Ozon filmografisinin olmazsa olmazlarından hatta en belirgin
noktalarından biri de filmlerine özenle inşa ettiği kuir çatı elbette.
Neredeyse her filminde Ozon, farklı cinsel yönelimlere yer vermiş hatta bazen Une
nouvelle amie’de yaptığı kadar kafaları aşırı karıştırmaktan da kendini
alamamıştır.

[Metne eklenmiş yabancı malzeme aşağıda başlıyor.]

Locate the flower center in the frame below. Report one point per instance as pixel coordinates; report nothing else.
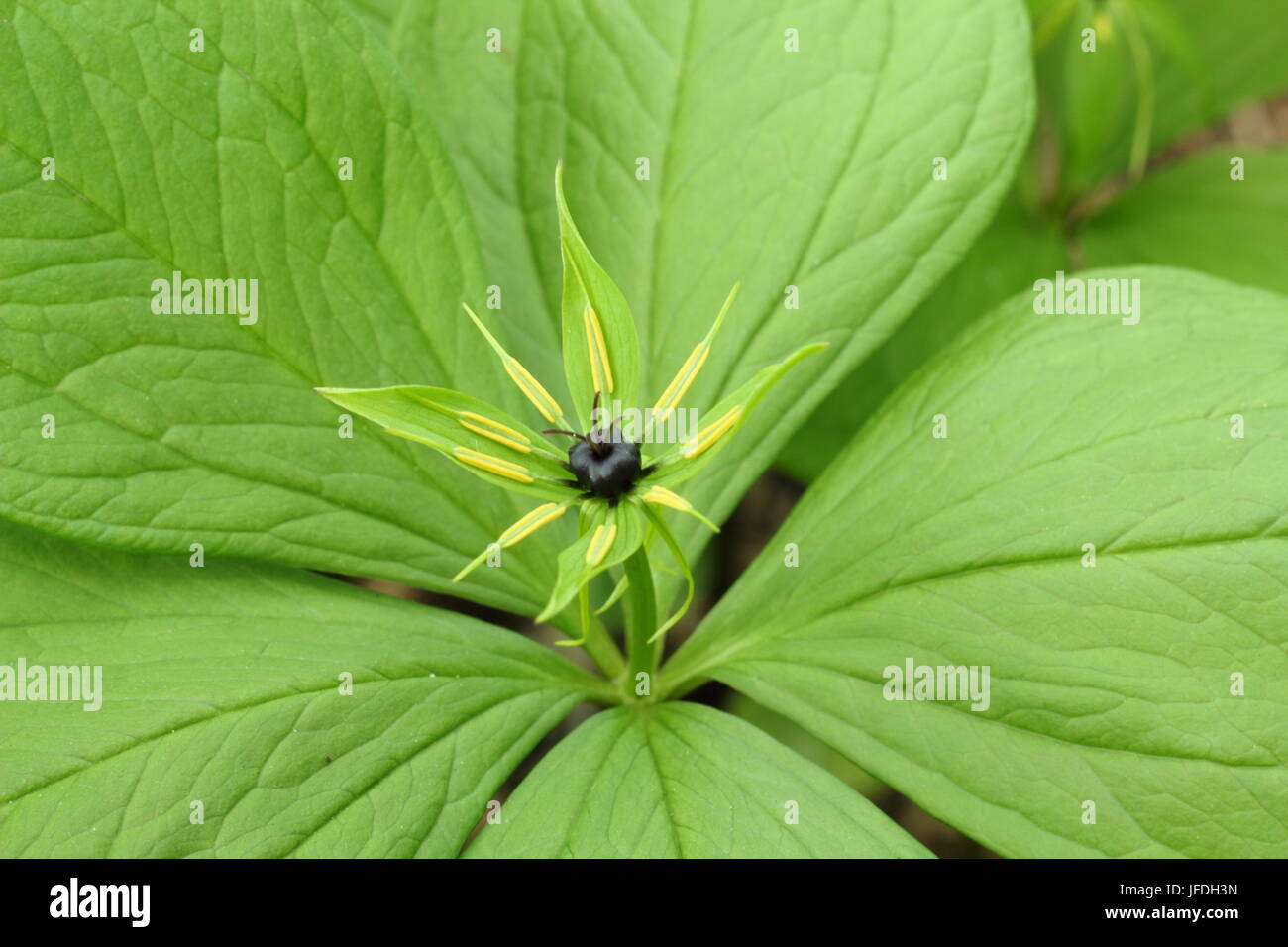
(604, 468)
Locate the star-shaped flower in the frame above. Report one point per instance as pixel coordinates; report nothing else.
(618, 470)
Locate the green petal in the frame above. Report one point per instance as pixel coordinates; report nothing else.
(482, 438)
(609, 536)
(599, 344)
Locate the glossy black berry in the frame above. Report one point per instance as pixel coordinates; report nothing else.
(605, 470)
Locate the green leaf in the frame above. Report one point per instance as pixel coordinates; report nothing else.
(1194, 215)
(811, 171)
(717, 427)
(609, 536)
(476, 434)
(222, 685)
(601, 355)
(1111, 684)
(1010, 256)
(682, 780)
(224, 163)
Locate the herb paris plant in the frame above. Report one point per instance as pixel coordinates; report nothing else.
(253, 707)
(612, 479)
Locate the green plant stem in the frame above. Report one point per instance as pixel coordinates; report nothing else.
(1142, 63)
(640, 621)
(601, 648)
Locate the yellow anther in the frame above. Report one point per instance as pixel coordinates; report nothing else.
(531, 388)
(600, 543)
(496, 431)
(493, 466)
(711, 433)
(600, 368)
(531, 522)
(681, 382)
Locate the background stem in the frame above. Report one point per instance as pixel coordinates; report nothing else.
(601, 650)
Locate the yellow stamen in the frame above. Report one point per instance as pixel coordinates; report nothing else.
(682, 381)
(711, 433)
(531, 388)
(496, 431)
(597, 352)
(600, 543)
(493, 466)
(665, 497)
(529, 523)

Sadece farklı cinsel yönelimlere yer vermekle kalmamış cinselliği
iki kişi arasında yaşanan bir icraat olmaktan çıkarıp, hayali ya da rüyada bile
olsa her filminde mutlaka üçlü bir durumu inşa etmeyi başarır.
Âşık Olunası Bir Hazine
Cinsellik konusundaki bu cesur hamleleriyle de Pedro
Almodovar ile Xavier Dolan sineması ile olan flörtünü görmezden gelmek olmaz.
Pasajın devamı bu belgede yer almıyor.